Two insurance companies that are part of one of the largest providers of automobile insurance in the United States have agreed to pay more than $2 million to resolve allegations that they violated the False Claims Act by causing Medicare and Medicaid to pay for claims for which the companies were responsible, Acting U.S. Attorney William E. Fitzpatrick announced today.
Progressive Casualty Insurance Co., of Cleveland, Ohio, and Progressive Garden State Insurance Co., of West Trenton, New Jersey, are part of the Progressive Group of Insurance Companies, one of the nation’s largest auto insurance providers.
If an individual has Medicare or Medicaid and other private health insurance coverage, each type of coverage constitutes a “payer.” The insurance coverage that pays first, referred to as the “primary payer,” typically pays to the limits of its coverage for an individual’s health care claims. Generally, if there are health care costs that the primary payer does not cover, these costs may then be paid by the individual’s other insurance coverage, referred to as the “secondary payer.”
Under federal and New Jersey state law, if an individual has both private insurance and Medicare or Medicaid, neither Medicare nor Medicaid may serve as the primary payer for certain claims and the private insurer must remain as the primary payer.
According to the allegations in this case, under “health first” automobile insurance policies that it offered, Progressive designated the policyholder’s health insurance carrier as the primary payer for medical claims that arose in connection with an automobile accident. Even though, under the law, Progressive could not decline to make primary payment to Medicare or Medicaid beneficiaries, the company permitted Medicare and Medicaid beneficiaries to elect a “health first” policy.

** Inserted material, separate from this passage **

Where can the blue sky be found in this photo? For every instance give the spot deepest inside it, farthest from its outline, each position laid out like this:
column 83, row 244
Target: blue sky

Many of these policyholders in New Jersey who were Medicare or Medicaid beneficiaries incurred medical claims in connection with an automobile accident. Because Progressive’s “health first” policies designated the company as the secondary payer, Medicare and Medicaid improperly paid for claims that Progressive should have paid.

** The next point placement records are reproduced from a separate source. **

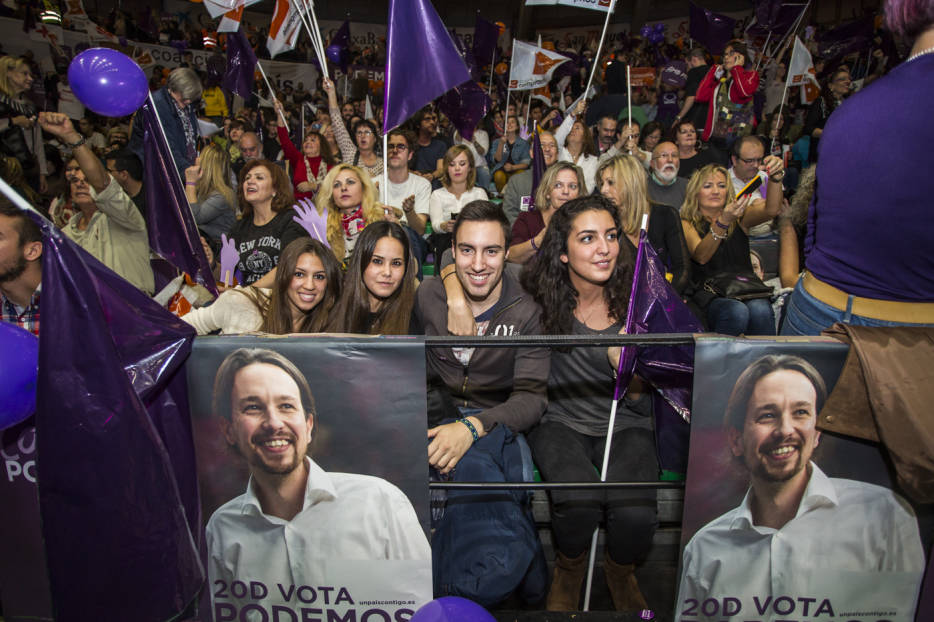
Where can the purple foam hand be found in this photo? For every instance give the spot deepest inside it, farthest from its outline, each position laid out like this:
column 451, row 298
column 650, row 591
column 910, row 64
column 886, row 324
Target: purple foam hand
column 313, row 222
column 229, row 259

The United States and New Jersey alleged that this conduct violated the Medicare Secondary Payer Act and Medicaid regulations and, as a result, Progressive caused false claims to be submitted to Medicare and Medicaid.
The allegations were raised in a lawsuit filed under the qui tam, or whistleblower, provisions of the False Claims Act. The act allows private citizens with knowledge of fraud to bring civil actions on behalf of the government and to share in any recovery.
The whistleblower will receive more than $600,000 of the more than $2 million that the United States and New Jersey recovered.
The settlement is the culmination of an investigation conducted by special agents of the U.S. Department of Health and Human Services – Office of the Inspector General, under the direction of Special Agent in Charge Scott J. Lampert.